Tout est silencieux, sauf les crépitements du feu. La créature s’est effondrée. La maison s’effondre avec elle. Et nos survivants, noircis de suie et de secrets, reprennent leur souffle.
Autour de la table, un silence. Puis les feuilles de personnage s’ouvrent.
C’est la phase de développement.
Lafayette augmente son tir — il faut dire que son dernier headshot dans le cave en feu valait bien ça.
Otis gagne en pistage : normal, il a suivi des traces impossibles à l’œil nu dans une maison possédée.
Cléophas, lui, muscle son baratin et sa discrétion : survivre, chez lui, c’est parler vite et marcher sans bruit.
Derniers tacles avant la nuit
Et puis, la pression retombe. C’est le moment des vannes, des petits règlements de comptes autour de la table.
Ce moment magique où les joueurs repassent la scène finale, encore et encore,.
– « Je vous ai jamais trahis. »
– « T’as quand même bloqué la porte. »
– « Mais c’était un meuble ! On sait pas qui l’a poussé, c’était le bordel ! »

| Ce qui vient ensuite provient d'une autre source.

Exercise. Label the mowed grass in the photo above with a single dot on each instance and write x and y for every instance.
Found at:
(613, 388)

Ça rit. Ça grince un peu. Personne n’est dupe. Ils ont failli y rester.
Et maintenant, ils se cherchent des excuses comme des soldats revenus sans médailles.
– « Nous, on a buté un demi-dieu. »
– « Ouais. Et maintenant, dégagez de la Plantation Saint-Aubray. Retournez crever dans les ruelles de la Nouvelle-Orléans. »
Pendant que la fiction s’achevait, Johnny Cash est entré dans la pièce.
God’s Gonna Cut You Down a résonné, martelée comme un cercueil.
Le genre de chanson qui ne parle pas de pardon. Qui dit : peu importe qui tu es, Dieu viendra te chercher.
Lentement. Implacablement.
C’est une chanson sur la vérité. Sur le prix du mensonge. Sur le fait que, tôt ou tard, tout se paie.
Parfaite pour ce final.
Parce qu’à la Plantation Saint-Aubray, tout le monde avait quelque chose à cacher. Et tout le monde a perdu quelque chose.
Et maintenant ?
Otis, Cléophas, Lafayette. Vivants. Mais plus vraiment les mêmes.
Peut-être qu’ils se recroiseront.
Peut-être qu’un autre appel viendra.
Mais ce soir, les dés sont rangés.
Les feuilles sont refermées.
Et la Plantation Saint-Aubray n’est plus qu’un tas de cendres et de mensonges.
…jusqu’à ce que quelqu’un vienne gratter la terre.